We want the maximum number of disjoint subsets of S. If the number of elements in $T_i$ is less than the number of elements in $T_j$ , then $T_i$ can potentially be a subset of $T_j$ . Therefore we want all $T_i$ 's to have the cardinality (number of elements). This is maximized when we select subsets with cardinality $6$ . This is because ${12 \choose 6} > {12 \choose n}$ , where $n \neq 6$ . Therefore our answer is ${12 \choose 6} = 924$ .

A typical combination problem. From the pascal triangle,the 12Cr with the biggest value is when r is in the middle of 0-12.Hence, 12C6 is the answer.

We can consider a set of primes $P = \{p_1, p_2, p_3, ..., p_{12}\}$ . We will find as many products (of elements of $P$ ) that are mutually coprime as possible. It should be intuitive that the products consist of the same number of primes, for instance taking all possible products of three primes we will have $p_1 p_2 p_3, p_2 p_3 p_4, p_3 p_4 p_5$ , etc. Now we should not find a product of more than 3 primes since two or more of the products of 3 primes will always be factors, and products of less than 3 primes will also be factors of two or more of the products of 3 primes. Introducing products of different number of primes will at least sacrifice one product from the count.
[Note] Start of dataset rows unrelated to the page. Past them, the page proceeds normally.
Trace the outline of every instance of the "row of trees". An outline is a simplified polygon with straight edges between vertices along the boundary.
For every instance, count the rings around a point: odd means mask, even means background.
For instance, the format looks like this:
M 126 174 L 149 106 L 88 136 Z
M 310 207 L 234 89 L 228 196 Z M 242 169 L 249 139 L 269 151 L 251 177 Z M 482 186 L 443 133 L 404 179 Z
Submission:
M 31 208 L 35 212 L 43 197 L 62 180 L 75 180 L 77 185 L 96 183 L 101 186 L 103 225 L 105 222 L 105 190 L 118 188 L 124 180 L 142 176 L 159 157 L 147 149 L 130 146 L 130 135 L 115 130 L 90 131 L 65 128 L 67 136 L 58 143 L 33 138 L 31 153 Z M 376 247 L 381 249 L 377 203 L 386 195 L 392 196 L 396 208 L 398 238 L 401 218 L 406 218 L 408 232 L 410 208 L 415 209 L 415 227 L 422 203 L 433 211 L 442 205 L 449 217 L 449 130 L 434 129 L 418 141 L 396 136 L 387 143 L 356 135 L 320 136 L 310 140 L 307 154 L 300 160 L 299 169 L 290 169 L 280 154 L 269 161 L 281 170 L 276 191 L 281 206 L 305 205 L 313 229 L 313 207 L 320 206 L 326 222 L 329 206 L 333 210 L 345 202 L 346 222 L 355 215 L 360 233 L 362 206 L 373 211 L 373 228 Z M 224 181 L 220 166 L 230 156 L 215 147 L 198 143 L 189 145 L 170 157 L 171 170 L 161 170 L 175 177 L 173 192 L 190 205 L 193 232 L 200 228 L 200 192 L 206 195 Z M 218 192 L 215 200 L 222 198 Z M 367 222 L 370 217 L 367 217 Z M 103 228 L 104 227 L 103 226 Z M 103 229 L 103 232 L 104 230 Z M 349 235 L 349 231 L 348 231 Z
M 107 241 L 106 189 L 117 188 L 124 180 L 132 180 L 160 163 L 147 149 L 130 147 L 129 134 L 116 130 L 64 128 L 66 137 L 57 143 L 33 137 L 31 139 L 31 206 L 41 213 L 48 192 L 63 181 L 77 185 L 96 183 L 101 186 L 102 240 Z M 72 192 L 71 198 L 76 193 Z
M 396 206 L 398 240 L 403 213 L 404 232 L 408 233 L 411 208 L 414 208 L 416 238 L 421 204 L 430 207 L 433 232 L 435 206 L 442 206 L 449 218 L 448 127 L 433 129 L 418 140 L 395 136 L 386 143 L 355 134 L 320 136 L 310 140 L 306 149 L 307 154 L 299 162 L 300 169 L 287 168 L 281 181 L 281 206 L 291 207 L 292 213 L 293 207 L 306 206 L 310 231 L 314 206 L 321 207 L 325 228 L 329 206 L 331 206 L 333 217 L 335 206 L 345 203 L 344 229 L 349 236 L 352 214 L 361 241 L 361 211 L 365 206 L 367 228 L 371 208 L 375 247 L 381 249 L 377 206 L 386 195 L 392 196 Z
Then, we simply look for all the possible ways to find a certain number $n$ of primes from $P$ to multiply together, that is ${12 \choose n} = \frac{12!}{n!(12-n)!}$ . It has a maximum when $n = 6, {12 \choose n} = 924$ . The original problem should behave similarly, when we consider the factor of $1$ to prime numbers as the subset of $\varnothing$ to sets.